Restricted - Computations are restricted to run only on performance cores and the operating system is free to use any or all of the performance cores available. However, the threads only run on the performance cores. The operating system is free to manage which threads run on which performance cores. This option does not allow hyper-threading. Example: 4 Solver Cores are selected for a 2D Flow Area has 4 Solver Cores on a computer with 8 hyper-threaded performance cores (i.e. 16 performance logical processors), the computations will be performed using only 4 cores at one time but may use any of 8 performance cores during the simulation.

Pinned - Computations are restricted to run only on performance cores and the maximum number of cores is limited to the user-specified value. Example, 4 Solver Cores are selected for a 2D Flow Area on a computer with 8 performance cores, the computations will be performed using the same 4 performance cores during the entire simulation.

The default option is the Restricted option which will allow threads to run only on the performance cores, but the threads are allowed to switch cores during the simulation.

Setting the 2D Unsteady Flow Solver Cores

The maximum number of cores is set in the Unsteady Flow Analysis editor under the menu Options | Computation Options and Tolerances... and within the tab called 2D Flow Options (see image below). The default number of cores is All Available. In HEC-RAS 6.7 this option limits the number of cores to the number of performance cores, whereas in previous versions it would set the number of cores to the total number of cores. In addition, for hybrid systems, this option did not accurately capture the performance cores available. In HEC-RAS 6.7 the second row of the Parameter column is for the maximum number of Solver Cores followed by a parenthesis which contains the number of the performance and efficiency cores available on the current computer denoted by the capital P and E letters, respectively. For the example shown in the figure below, the computer has 12 performance cores and 0 efficiency cores. If the user selects 20 cores, the software will automatically limit the actual maximum number of cores to 12.

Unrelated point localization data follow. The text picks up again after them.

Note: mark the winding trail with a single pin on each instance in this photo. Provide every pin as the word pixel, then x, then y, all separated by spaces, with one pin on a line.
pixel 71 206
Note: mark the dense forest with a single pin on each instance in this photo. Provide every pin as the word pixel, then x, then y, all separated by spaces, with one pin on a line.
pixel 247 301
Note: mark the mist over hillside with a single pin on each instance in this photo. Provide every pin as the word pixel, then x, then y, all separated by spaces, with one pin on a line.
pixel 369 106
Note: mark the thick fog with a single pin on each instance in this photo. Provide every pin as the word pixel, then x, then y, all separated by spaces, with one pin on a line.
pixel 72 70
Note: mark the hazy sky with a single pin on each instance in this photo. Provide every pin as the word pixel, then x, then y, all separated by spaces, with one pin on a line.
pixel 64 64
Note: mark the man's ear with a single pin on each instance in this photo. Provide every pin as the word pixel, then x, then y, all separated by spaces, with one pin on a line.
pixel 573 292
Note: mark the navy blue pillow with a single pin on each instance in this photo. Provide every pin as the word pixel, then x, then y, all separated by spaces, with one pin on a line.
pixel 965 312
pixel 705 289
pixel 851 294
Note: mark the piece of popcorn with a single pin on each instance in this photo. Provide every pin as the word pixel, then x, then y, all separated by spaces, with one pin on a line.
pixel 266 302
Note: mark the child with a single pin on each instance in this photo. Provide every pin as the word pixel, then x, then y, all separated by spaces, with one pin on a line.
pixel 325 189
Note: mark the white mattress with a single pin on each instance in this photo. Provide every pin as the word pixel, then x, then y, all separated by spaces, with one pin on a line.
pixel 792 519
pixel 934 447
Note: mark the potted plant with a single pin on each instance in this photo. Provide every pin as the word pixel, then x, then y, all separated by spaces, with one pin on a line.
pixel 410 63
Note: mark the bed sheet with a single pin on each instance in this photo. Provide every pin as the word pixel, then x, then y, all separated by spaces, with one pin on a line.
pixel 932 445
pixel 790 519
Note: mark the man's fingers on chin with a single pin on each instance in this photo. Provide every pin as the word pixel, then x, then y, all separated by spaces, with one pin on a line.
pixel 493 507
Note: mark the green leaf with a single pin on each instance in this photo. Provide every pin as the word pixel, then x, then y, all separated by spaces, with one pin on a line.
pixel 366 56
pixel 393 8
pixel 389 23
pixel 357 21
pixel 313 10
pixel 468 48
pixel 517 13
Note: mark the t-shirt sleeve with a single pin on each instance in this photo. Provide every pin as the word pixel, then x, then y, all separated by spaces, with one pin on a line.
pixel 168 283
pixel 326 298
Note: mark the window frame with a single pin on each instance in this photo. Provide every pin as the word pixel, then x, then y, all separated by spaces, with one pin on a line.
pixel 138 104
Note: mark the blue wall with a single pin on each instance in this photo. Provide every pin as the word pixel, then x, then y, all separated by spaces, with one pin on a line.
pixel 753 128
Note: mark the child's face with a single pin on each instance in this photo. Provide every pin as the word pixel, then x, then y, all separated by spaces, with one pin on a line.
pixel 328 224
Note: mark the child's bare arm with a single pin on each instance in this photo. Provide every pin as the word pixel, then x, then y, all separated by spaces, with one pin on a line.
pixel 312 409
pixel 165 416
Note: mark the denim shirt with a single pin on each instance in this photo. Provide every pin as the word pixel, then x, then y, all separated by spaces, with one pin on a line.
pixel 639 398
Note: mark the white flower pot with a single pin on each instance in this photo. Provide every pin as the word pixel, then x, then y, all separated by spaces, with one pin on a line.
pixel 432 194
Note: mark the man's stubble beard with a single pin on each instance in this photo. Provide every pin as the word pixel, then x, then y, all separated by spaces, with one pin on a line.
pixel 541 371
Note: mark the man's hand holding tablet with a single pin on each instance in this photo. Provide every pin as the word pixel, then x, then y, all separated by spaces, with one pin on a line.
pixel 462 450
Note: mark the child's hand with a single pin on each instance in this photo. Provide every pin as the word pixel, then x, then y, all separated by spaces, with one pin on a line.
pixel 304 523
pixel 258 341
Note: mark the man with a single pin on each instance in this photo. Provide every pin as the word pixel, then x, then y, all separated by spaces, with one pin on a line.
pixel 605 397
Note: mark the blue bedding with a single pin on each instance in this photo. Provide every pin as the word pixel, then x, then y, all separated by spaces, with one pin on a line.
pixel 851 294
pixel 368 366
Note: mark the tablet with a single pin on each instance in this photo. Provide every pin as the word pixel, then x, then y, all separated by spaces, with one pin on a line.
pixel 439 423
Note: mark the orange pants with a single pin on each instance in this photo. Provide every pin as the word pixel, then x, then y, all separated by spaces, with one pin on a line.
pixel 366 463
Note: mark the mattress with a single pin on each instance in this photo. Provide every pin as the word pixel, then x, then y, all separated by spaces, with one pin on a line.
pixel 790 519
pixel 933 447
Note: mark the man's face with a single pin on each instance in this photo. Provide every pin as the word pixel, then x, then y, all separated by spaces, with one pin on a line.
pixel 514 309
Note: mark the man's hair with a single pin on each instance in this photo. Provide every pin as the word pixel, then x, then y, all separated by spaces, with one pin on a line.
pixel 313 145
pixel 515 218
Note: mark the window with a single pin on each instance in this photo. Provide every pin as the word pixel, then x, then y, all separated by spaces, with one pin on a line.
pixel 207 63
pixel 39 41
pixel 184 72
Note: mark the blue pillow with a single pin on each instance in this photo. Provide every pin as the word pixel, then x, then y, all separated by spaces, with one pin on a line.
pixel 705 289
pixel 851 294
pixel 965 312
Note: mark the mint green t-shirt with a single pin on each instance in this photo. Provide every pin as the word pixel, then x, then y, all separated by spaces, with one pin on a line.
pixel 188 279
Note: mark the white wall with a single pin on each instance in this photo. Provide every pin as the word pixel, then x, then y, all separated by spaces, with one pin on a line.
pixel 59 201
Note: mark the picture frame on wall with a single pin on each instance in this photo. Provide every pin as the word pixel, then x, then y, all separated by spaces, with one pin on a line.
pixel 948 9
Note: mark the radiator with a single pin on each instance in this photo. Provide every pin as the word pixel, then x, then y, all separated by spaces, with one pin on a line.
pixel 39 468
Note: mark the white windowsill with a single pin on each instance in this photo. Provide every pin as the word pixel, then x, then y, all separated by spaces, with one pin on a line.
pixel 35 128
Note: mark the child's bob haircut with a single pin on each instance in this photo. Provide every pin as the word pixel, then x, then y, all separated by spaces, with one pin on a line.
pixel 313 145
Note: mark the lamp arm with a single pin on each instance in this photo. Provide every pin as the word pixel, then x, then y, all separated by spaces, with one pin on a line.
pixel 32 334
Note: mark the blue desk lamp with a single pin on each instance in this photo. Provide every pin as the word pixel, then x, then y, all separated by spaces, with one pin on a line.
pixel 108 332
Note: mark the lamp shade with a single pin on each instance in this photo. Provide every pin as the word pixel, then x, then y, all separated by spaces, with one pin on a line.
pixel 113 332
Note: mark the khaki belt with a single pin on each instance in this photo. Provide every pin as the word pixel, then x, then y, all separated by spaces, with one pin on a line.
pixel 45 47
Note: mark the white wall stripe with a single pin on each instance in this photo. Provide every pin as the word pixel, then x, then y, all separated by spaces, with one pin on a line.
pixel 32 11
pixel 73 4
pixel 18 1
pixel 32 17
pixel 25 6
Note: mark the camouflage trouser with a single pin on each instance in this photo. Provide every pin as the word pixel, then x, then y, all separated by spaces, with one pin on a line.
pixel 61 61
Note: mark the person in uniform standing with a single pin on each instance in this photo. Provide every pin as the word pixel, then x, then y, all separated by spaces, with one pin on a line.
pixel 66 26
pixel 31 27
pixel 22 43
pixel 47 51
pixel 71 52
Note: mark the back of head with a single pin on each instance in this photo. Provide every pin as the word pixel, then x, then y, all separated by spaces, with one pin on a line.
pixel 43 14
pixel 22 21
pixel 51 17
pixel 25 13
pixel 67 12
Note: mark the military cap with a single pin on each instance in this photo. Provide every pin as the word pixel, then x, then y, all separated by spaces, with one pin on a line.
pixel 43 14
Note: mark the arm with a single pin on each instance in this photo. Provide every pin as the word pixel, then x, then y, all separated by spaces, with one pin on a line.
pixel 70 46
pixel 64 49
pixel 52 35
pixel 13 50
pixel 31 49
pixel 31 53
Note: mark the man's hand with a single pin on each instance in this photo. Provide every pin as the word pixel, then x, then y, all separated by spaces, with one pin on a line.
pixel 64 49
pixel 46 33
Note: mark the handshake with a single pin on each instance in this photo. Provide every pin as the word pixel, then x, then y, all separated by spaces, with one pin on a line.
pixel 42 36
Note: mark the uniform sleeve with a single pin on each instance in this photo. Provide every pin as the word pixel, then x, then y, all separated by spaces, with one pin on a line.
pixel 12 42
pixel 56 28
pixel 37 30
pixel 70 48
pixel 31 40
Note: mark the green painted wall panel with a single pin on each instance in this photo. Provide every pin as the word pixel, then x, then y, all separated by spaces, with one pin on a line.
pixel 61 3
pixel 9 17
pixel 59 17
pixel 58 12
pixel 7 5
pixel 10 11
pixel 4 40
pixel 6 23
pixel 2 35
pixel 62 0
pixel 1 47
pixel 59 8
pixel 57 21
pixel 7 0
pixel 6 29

Selecting "All Available" for Solver Cores will limit computation execution to only Performance Cores (ignoring Efficiency Cores). It is suggested that he user specify the appropriate number of Solver Cores for each model.

When the simulation runs you will see messaging to inform you if you have CPU Affinity turned on, which cores are selected, and how many cores per 2D Flow Area are going to be used for the computations. As shown in the figure below, CPU Affinity has been turned on to limit computations to just the performance cores and limited to 4 cores at a time for the 2D area.

Performance

Requesting the use of "All Available" solver cores will (most likely) not result in the most efficient model run times. The overhead of distributing information across processors results in poor performance for smaller datasets. Therefore, users should optimize model runs by running a variety of scenarios with different solver cores selected. Based a limited set of test results on a computer with 8 logical processors for on a model with a range of cell sizes, the performance gains were maximized for models using 4 cores. Speed improvements given a the number of 2D cells and number solver cores is demonstrated in the figure below. For small models, 2 cores showed a marked improvement over 1 core; however, more cores resulted in reduction in performance. Only for larger models was there an increase in performance as the number of solver cores was increased.